| Abstract: | Dyadem, a provider of product quality management software, jumps from the desktop to enterprise-wide deployments with the debut of its Stature product. |
| Keywords: | New product introductions, quality management, product risk management, FMEA, failure modes and effects analysis, fault tree analysis, FTA, Dyadem, Stature, FMEA methodology, process design, bill of compliance |
With the debut of its Stature product, quality management software provider Dyadem International Ltd. is giving manufacturers a new enterprise-level tool for ensuring the quality of their products and manufacturing processes.
The Stature application works in conjunction with Dyadem's existing applications for managing product and process quality throughout their lifecycles, including the company's core FMEA Pro program, the backbone of which is the half-century-old failure modes and effects analysis (FMEA) methodology for product and process risk analysis. This codified system aims to identify potential product failure and defects at both the design and manufacturing stages, thereby avoiding hazardous situations for end customers and manufacturing operations personnel alike.

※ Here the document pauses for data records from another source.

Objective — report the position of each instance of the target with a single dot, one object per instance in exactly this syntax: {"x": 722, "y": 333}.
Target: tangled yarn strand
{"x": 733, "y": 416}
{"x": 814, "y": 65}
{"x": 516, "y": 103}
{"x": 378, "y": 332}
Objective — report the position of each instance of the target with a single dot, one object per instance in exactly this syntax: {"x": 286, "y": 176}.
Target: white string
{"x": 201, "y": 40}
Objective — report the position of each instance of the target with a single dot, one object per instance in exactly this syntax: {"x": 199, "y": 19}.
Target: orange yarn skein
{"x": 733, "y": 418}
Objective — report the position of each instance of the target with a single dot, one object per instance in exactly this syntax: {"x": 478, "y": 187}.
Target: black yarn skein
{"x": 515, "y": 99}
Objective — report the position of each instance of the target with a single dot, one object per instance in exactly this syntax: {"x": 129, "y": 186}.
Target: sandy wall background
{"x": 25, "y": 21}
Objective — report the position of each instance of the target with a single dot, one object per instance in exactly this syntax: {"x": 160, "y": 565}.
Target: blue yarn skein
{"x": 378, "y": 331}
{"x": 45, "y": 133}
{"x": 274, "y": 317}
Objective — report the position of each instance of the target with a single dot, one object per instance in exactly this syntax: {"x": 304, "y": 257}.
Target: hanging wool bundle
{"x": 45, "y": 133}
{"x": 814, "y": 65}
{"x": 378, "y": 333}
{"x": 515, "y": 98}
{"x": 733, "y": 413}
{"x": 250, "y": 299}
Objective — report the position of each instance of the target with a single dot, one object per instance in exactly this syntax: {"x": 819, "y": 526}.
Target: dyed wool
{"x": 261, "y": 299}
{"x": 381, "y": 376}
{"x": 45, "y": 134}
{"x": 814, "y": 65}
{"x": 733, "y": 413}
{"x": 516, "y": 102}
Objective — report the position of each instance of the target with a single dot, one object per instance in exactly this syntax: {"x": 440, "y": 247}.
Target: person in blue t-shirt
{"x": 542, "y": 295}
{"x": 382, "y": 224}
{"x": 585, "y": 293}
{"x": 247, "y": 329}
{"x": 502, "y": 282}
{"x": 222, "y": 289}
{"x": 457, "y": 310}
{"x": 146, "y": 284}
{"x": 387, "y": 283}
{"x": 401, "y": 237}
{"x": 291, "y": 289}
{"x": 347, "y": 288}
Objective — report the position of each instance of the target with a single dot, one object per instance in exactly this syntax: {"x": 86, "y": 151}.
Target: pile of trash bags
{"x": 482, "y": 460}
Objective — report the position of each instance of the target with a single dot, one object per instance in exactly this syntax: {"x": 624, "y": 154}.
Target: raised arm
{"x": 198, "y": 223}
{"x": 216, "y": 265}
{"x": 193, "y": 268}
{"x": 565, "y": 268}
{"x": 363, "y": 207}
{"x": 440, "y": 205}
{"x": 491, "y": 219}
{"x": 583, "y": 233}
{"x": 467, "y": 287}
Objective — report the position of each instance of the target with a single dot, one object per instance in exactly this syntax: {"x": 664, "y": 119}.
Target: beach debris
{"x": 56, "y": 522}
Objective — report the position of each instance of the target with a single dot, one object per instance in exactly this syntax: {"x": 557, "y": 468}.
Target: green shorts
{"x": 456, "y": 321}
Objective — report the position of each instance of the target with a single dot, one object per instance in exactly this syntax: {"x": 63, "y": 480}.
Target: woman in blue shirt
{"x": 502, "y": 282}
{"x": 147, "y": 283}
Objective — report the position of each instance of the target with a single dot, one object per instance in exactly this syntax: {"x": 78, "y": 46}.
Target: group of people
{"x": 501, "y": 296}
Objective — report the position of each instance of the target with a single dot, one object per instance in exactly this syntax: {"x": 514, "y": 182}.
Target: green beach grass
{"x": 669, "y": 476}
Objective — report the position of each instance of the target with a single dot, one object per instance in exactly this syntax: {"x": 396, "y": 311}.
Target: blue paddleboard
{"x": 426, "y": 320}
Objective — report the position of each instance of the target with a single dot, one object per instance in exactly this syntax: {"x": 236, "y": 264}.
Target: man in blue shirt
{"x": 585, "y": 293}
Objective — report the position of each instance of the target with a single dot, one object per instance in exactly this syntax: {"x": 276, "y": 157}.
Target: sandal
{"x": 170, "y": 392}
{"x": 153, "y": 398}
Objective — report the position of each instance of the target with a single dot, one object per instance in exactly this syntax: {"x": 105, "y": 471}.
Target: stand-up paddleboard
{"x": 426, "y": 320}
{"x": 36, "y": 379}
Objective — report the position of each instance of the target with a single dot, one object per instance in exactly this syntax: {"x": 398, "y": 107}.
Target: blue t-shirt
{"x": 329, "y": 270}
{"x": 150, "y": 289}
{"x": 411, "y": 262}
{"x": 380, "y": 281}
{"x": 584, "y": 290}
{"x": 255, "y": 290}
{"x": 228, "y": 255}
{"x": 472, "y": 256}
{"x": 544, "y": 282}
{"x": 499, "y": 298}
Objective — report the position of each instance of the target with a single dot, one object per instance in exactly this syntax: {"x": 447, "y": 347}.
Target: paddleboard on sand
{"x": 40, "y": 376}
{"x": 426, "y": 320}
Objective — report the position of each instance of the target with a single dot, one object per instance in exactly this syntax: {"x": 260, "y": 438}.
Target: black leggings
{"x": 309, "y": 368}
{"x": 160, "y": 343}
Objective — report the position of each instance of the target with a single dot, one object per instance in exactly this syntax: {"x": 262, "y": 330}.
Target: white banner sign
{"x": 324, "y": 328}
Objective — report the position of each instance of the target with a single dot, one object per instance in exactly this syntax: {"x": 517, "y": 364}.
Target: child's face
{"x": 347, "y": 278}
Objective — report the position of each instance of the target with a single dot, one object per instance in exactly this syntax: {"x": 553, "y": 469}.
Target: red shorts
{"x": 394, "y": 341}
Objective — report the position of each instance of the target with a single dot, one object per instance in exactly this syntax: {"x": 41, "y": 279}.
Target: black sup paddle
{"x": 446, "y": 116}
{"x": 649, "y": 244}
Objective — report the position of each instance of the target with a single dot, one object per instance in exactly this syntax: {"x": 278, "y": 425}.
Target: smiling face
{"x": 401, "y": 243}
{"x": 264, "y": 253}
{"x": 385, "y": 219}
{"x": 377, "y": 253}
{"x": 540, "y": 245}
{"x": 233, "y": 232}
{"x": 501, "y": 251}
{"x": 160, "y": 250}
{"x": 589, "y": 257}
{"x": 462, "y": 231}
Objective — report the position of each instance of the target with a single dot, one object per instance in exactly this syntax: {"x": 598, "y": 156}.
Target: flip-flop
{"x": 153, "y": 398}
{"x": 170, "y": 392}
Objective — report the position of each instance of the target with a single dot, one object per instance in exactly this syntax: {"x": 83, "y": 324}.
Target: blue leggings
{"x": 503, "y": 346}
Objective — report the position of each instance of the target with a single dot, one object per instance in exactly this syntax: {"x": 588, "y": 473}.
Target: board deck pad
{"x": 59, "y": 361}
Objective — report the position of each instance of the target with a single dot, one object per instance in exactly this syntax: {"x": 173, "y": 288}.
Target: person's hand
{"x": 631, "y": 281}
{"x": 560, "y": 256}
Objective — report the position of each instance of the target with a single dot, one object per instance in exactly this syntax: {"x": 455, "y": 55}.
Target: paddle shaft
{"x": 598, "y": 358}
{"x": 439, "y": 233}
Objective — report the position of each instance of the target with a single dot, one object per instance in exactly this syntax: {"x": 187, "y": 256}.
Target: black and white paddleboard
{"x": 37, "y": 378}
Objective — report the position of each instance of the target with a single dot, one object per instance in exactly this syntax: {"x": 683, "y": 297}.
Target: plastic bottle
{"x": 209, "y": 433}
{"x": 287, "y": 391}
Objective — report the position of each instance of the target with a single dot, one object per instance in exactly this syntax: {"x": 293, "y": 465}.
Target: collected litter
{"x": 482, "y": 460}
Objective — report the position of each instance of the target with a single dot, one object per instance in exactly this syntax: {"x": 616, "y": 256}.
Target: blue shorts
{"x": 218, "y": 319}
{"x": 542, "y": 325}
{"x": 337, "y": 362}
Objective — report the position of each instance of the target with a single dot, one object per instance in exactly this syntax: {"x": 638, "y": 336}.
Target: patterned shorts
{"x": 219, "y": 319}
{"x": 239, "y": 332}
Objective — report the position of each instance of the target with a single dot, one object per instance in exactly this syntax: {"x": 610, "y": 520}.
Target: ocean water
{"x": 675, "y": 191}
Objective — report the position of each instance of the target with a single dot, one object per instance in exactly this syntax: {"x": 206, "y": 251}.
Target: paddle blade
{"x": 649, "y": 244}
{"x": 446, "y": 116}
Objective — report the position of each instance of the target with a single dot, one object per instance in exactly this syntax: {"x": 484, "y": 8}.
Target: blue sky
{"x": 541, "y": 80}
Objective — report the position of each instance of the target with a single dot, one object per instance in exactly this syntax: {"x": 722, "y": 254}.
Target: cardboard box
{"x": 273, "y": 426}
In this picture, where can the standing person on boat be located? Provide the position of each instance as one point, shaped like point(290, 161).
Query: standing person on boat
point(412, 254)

The FMEA process involves a manufacturer's design teams as well as its manufacturing personnel, and is in use at NASA, Cisco, Intel, and hundreds of other companies, said Kevin North, president and CEO of Dyadem.
"You can't find a company that manufactures anything with any degree of complexity that doesn't do FMEA both at the design and the process side of the business," North told Managing Automation in an interview.
FMEA Pro's capabilities include industry-standard risk ranking; recommendation management; pre-loaded and customer-create knowledge libraries; reporting features; and administrative record keeping.
Although the vast majority of Fortune 500 companies have adopted Dyadem technology, it remained a desktop application for more than a decade. The release of Stature, which in most instances will be deployed on premises and accessed via a Web interface by employees and partners across a company's supply chain, underscores the vendor's push to treat product and process risk mitigation as an enterprise-wide, collaborative process.
Alison Smith, senior research analyst at AMR Research, likens Dyadem's technology approach to a "bill of compliance," something that has not seen wide adoption in manufacturing, but should, she told Managing Automation.
"Nobody has looked at quality as a lifecycle process. It's been very disconnected," she explained. Various software applications, including PLM and ERP, own pieces of the product risk management process, but there is no system of record, "and that's why it's a mess," Smith concluded.
"We've been a desktop risk management software company for most of our history," North said, "and what we wanted to do was get into larger-footprint installs, bigger implementations, and utilize some of the project management elements of the methodologies ... to get into different departments that were non-traditional for us." Those include procurement and other functions central to the supply chain.
From its roots as a risk management software provider to the chemicals and oil and gas industries in the 1990s, Dyadem extended its focus five years ago to new verticals. The company used its knowledge of key risk management methods, such as FMEA and fault-tree analysis (FTA) — FTA Pro is another of its products — as a basis for this expansion, creating applications tailored to high tech and electronics, aerospace and defense, automotive, and general manufacturing companies.
North characterized Dyadem's vertical strategy as very targeted, saying the company did not want to "fight 100 battles," preferring to limit the number of new industrial segments it entered.
As a pioneer in approaching quality management as an end-to-end process, Dyadem does not have many competitors, Smith said. Some, such as Sparta, EtQ, Inc., and Pilgrim Software, tackle one or more elements of product risk management, but Dyadem so far has cornered the market on the lifecycle approach. "They've got the potential to affect a sea change in the way industry thinks about this stuff," she said.